I’m silently seething here, how dare someone use my card details? I ring the bank and cancel the card.

Haha, fine that’ll show them.

The following Tuesday, I’m having to live off cash which is something I’ve kind of forgotten how to do. I check my online bank again and see that nearly £200 more has gone out of my account. Oh Crap. I ring the bank; they have no record of the phone call on Saturday. My card has not been cancelled and I am now over £500 out of pocket. I now know what it is to want to kill the person who sits in the call centre all day. I know it isn’t their fault but they are the nearest I can get to the company at the minute so I give the poor girl an earful for a few minutes, she’s obviously seen it all before and doesn’t bat an eyelid.

By the time I’ve finished on the phone it’s quite late so I go and silently sulk in the bedroom while the boyfriend hides from my foul mood in the living room.

It takes a few days for my new debit card to arrive and along with it comes a doorstop sized booklet of fraud forms for me to fill in. they seem to want to make me feel guilty that someone has stolen my card details. Questions such as; ‘Have you ever used your card in a place where known fraud was taking place’ makes me really mad. I didn’t ask for all this hassle. It takes a good hour to get the paperwork filled in and then wrestle it all back into the envelope.

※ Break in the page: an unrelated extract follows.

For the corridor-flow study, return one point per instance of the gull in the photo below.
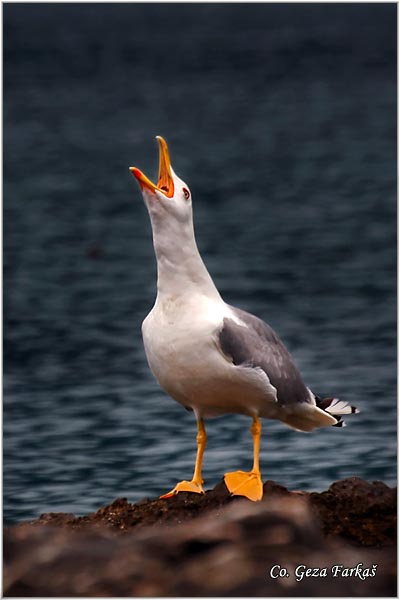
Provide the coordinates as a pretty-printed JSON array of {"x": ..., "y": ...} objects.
[{"x": 209, "y": 356}]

When I post it though I get this huge sense of relief, I know it wasn’t my fault. I am really careful when I use my card. I never leave it with anyone on anywhere where the details could be picked up off it. This is just one of life’s little annoyances.

I was ridiculously lucky that the people in Sainsburys and the people at the bank were so understanding, otherwise we’d have had no food or rent money for the past few weeks.

I’m still waiting for my money to be recouped back. I hope they catch the person who did it. If they do I’d like to meet them to let them know what they’ve put me through, I’ve lost sleep and worried myself half to death about this.

I know there’s people reading this who’re going to say that I must have left my card somewhere or been careless with it but believe me I really haven’t. The one good thing that’s come out of this though is that when you’re using cash you’re much more aware of what you’re spending. I’ve not bought anything I don’t really need this week, that’s kind of the whole point here. The value of money, you don’t really learn it until you have none.

Wednesday, 25 November 2009

This is it

So this is my first ever post. Basically this is going to be a diary of all the dramatic goings on in my life. I just seem to attract trouble sometimes!

I write these posts in a lighthearted and humorous way. Please don't take them seriously this is just the way I write and how I talk normally. I've tried to write so that you'll get a kind of sense of who I am and what I'm like.